Tehran, 20 July 2006 (CHN) -- By appointing the Washington Lawyer, Thomas Corcoran, as its representative, Iran has taken an important step towards defending its invaluable historical relics in the US Federal Court alongside Chicago University, who from the beginning has put a lot of effort to defend Iran's right over the priceless collection of Persian tablets which are currently being kept in the Oriental Institute of this university in trust for further studies. Chicago attorney, Michael McCormick on behalf of Chicago University and Thomas Corcoran as representative of Iran, will show up at the US Federal court to defend Iran's possession over the clay tablets, trying to win the battle in favor of Iran.
The chaos was created after an American Federal Judge ordered to confiscate the invaluable collection of Persian tablets loaned to Chicago University's Oriental Institute and put them on auction to compensate Israeli victims of the1997 Jerusalem bombing.
According to William Harms, the press contact of Chicago University, the Federal Court in Chicago ruled only of a narrow issue of law that the Chicago University could not assert the sovereign immunity of these artifacts on behalf of Iran and now with the appearance of Iran in the Federal Court, Iran and Chicago University can jointly defend the ownership of Iran over its invaluable historical tablets through their attorneys in the court. "There appears to have been much confusion as to the scope of the judge's ruling. The court did not rule that the artifacts can be confiscated and auctioned by the plaintiffs," said Harms to CHN.
Harms believes that with its appearance in the court proceeding through counsel, Iran has retained and been granted time to formally state its position as to the immunity of these artifacts.
Regarding the long period of time it has taken to study these Persian tablets, Chicago University explained that the process of reading the tablets was very difficult because information about the Persian Empire had been largely limited to non-Persian, especially Greek sources at the time the University experts started decoding the Persian tablets. "Information from the tablets provided an opportunity for the first time to gather data on the Empire from Persian sources," said University of Chicago.
In any case, according to Harms, although the University's academic work with the tablets is time-consuming, the majority of the Persepolis tablets have already been returned to Iran.
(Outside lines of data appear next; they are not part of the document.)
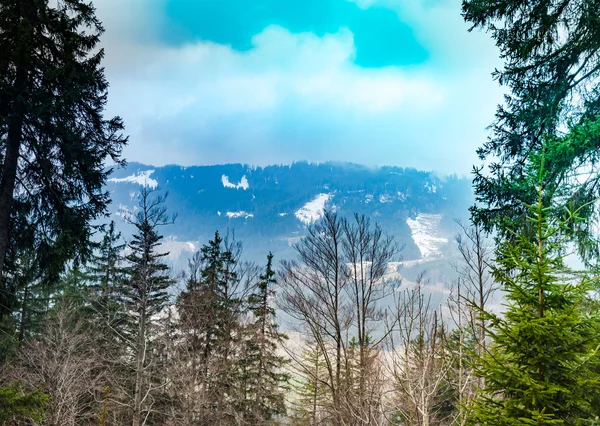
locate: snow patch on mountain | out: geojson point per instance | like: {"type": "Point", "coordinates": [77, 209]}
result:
{"type": "Point", "coordinates": [141, 178]}
{"type": "Point", "coordinates": [313, 210]}
{"type": "Point", "coordinates": [243, 184]}
{"type": "Point", "coordinates": [234, 215]}
{"type": "Point", "coordinates": [425, 233]}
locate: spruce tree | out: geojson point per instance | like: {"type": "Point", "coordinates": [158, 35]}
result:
{"type": "Point", "coordinates": [541, 366]}
{"type": "Point", "coordinates": [210, 311]}
{"type": "Point", "coordinates": [145, 291]}
{"type": "Point", "coordinates": [106, 274]}
{"type": "Point", "coordinates": [54, 140]}
{"type": "Point", "coordinates": [551, 53]}
{"type": "Point", "coordinates": [264, 378]}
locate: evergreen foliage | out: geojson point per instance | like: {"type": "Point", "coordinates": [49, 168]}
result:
{"type": "Point", "coordinates": [144, 292]}
{"type": "Point", "coordinates": [262, 367]}
{"type": "Point", "coordinates": [20, 407]}
{"type": "Point", "coordinates": [551, 51]}
{"type": "Point", "coordinates": [54, 140]}
{"type": "Point", "coordinates": [541, 367]}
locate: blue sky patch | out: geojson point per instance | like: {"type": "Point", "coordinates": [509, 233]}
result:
{"type": "Point", "coordinates": [381, 39]}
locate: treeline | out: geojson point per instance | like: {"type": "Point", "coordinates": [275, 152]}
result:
{"type": "Point", "coordinates": [123, 340]}
{"type": "Point", "coordinates": [100, 333]}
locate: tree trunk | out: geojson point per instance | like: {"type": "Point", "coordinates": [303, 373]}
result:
{"type": "Point", "coordinates": [14, 135]}
{"type": "Point", "coordinates": [139, 367]}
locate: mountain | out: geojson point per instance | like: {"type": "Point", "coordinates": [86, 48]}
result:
{"type": "Point", "coordinates": [269, 208]}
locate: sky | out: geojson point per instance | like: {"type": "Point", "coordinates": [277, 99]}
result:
{"type": "Point", "coordinates": [259, 82]}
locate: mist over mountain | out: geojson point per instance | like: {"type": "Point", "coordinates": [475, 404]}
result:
{"type": "Point", "coordinates": [269, 208]}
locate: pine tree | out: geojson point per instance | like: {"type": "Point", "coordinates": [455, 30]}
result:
{"type": "Point", "coordinates": [309, 385]}
{"type": "Point", "coordinates": [551, 67]}
{"type": "Point", "coordinates": [145, 291]}
{"type": "Point", "coordinates": [210, 310]}
{"type": "Point", "coordinates": [54, 139]}
{"type": "Point", "coordinates": [106, 274]}
{"type": "Point", "coordinates": [265, 379]}
{"type": "Point", "coordinates": [542, 364]}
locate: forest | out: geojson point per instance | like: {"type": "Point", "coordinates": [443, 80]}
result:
{"type": "Point", "coordinates": [96, 328]}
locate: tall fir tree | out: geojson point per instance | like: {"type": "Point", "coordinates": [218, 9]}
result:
{"type": "Point", "coordinates": [551, 53]}
{"type": "Point", "coordinates": [210, 311]}
{"type": "Point", "coordinates": [145, 291]}
{"type": "Point", "coordinates": [541, 366]}
{"type": "Point", "coordinates": [106, 274]}
{"type": "Point", "coordinates": [54, 139]}
{"type": "Point", "coordinates": [262, 368]}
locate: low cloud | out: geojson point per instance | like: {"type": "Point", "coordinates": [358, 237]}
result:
{"type": "Point", "coordinates": [299, 96]}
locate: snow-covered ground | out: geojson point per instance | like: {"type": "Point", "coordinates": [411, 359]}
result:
{"type": "Point", "coordinates": [313, 210]}
{"type": "Point", "coordinates": [243, 184]}
{"type": "Point", "coordinates": [425, 233]}
{"type": "Point", "coordinates": [141, 178]}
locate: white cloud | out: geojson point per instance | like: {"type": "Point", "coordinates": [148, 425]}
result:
{"type": "Point", "coordinates": [301, 97]}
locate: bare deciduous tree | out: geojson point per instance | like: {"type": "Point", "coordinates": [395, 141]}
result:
{"type": "Point", "coordinates": [334, 291]}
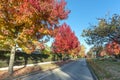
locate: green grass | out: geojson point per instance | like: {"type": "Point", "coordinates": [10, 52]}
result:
{"type": "Point", "coordinates": [105, 69]}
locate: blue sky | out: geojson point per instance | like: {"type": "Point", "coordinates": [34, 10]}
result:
{"type": "Point", "coordinates": [85, 12]}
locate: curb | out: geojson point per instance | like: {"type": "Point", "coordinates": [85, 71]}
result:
{"type": "Point", "coordinates": [41, 73]}
{"type": "Point", "coordinates": [92, 72]}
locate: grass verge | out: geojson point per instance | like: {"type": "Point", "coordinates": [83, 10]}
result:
{"type": "Point", "coordinates": [106, 69]}
{"type": "Point", "coordinates": [33, 69]}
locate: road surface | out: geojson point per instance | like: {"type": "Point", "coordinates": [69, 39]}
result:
{"type": "Point", "coordinates": [77, 70]}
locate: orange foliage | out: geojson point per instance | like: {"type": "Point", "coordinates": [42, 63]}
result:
{"type": "Point", "coordinates": [113, 48]}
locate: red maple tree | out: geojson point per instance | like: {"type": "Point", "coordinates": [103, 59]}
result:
{"type": "Point", "coordinates": [113, 48]}
{"type": "Point", "coordinates": [65, 40]}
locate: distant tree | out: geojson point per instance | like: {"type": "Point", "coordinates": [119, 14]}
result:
{"type": "Point", "coordinates": [106, 30]}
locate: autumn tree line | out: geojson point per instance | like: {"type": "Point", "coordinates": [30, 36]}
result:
{"type": "Point", "coordinates": [28, 24]}
{"type": "Point", "coordinates": [104, 37]}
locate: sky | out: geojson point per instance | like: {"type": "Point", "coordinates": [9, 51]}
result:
{"type": "Point", "coordinates": [85, 12]}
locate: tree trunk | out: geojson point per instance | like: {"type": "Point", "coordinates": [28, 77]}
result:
{"type": "Point", "coordinates": [11, 62]}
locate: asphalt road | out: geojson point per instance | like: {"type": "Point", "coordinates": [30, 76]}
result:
{"type": "Point", "coordinates": [77, 70]}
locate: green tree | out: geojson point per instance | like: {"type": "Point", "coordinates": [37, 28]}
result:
{"type": "Point", "coordinates": [106, 30]}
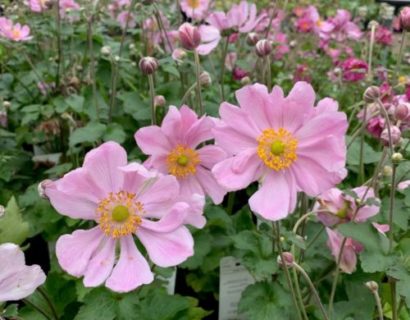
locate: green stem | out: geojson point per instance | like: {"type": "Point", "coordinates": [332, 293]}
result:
{"type": "Point", "coordinates": [312, 288]}
{"type": "Point", "coordinates": [198, 83]}
{"type": "Point", "coordinates": [152, 97]}
{"type": "Point", "coordinates": [285, 267]}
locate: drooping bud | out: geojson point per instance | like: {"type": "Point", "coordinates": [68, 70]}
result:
{"type": "Point", "coordinates": [395, 135]}
{"type": "Point", "coordinates": [148, 65]}
{"type": "Point", "coordinates": [263, 48]}
{"type": "Point", "coordinates": [41, 188]}
{"type": "Point", "coordinates": [252, 38]}
{"type": "Point", "coordinates": [405, 18]}
{"type": "Point", "coordinates": [205, 79]}
{"type": "Point", "coordinates": [372, 285]}
{"type": "Point", "coordinates": [159, 101]}
{"type": "Point", "coordinates": [371, 94]}
{"type": "Point", "coordinates": [401, 112]}
{"type": "Point", "coordinates": [396, 157]}
{"type": "Point", "coordinates": [287, 259]}
{"type": "Point", "coordinates": [189, 36]}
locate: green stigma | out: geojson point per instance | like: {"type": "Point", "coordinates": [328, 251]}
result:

These tablets were discovered in 1933 during the excavations of the archeology team of the University of Chicago in Persepolis historical site, the capital of the Persian Empire during the Achaemenid dynastic era (550 BC-330 BC) in Fars province which was the site of major excavations by the Oriental Institute at the time. Thousands of tablets were discovered by the team which were made of clay and impressed in cuneiform and record administrative details of the Persian heartland from about 500 BC. These tablets were loaned to the University's Oriental Institute in 1937 to be studied. The first group of tablets consisting of 179 complete tablets was retuned to Iran in 1948; another group of more than 37,000 tablet fragments was retuned in 1951; and the last time in 2004, 300 pieces of ancient Persian tablets were sent to Iran which was the first return of loaned archeological items since the 1979 Iranian Revolution.
"The institute has resumed work in collaboration with colleagues in Iran, and the return of the tablets is part of a broadening of contacts between scholars in the two countries. I see returning these tablets as part of a partnership. As we complete our work on other tablets, we intend to return them also," said Professor Gil Stein, Director of the Oriental Institute of Chicago University, who has made a lot of effort to defend Iran's right in the US over the Persian collection. Last week he sent a letter to the president of Iran's Cultural Heritage and Tourism Organization in which he promised to do his best to return Persian artifacts back to their home country.
In response to the recent claims made by Abbas Salimi Namin, Director of the Office for Iranian Contemporary History Studies, that these inscriptions belong to the Elamite civilization and not the Achaemenids, Prof. Stein strongly rejected this theory. "The tablets are precisely dated in the reign of Darius the Great, the Achaemenid king, who founded Persepolis. They were written and filed by an office of the administration created by Darius. Just as the ancient history and languages of the Achaemenids are part of Iran's cultural heritage and identity, today the ancient history and language of the Elamites were part of the Achaemenids' own cultural heritage. The Persepolis tablets tell us much about how the Achaemenids accepted this inheritance," said Stein.
After all, now that Iran has a chance to voice its opinion in the Federal Court through its lawyer, the authorities of Chicago University expressed hope to win the case in the next court which will be held on September 25 and return the Persian tablets to their home country.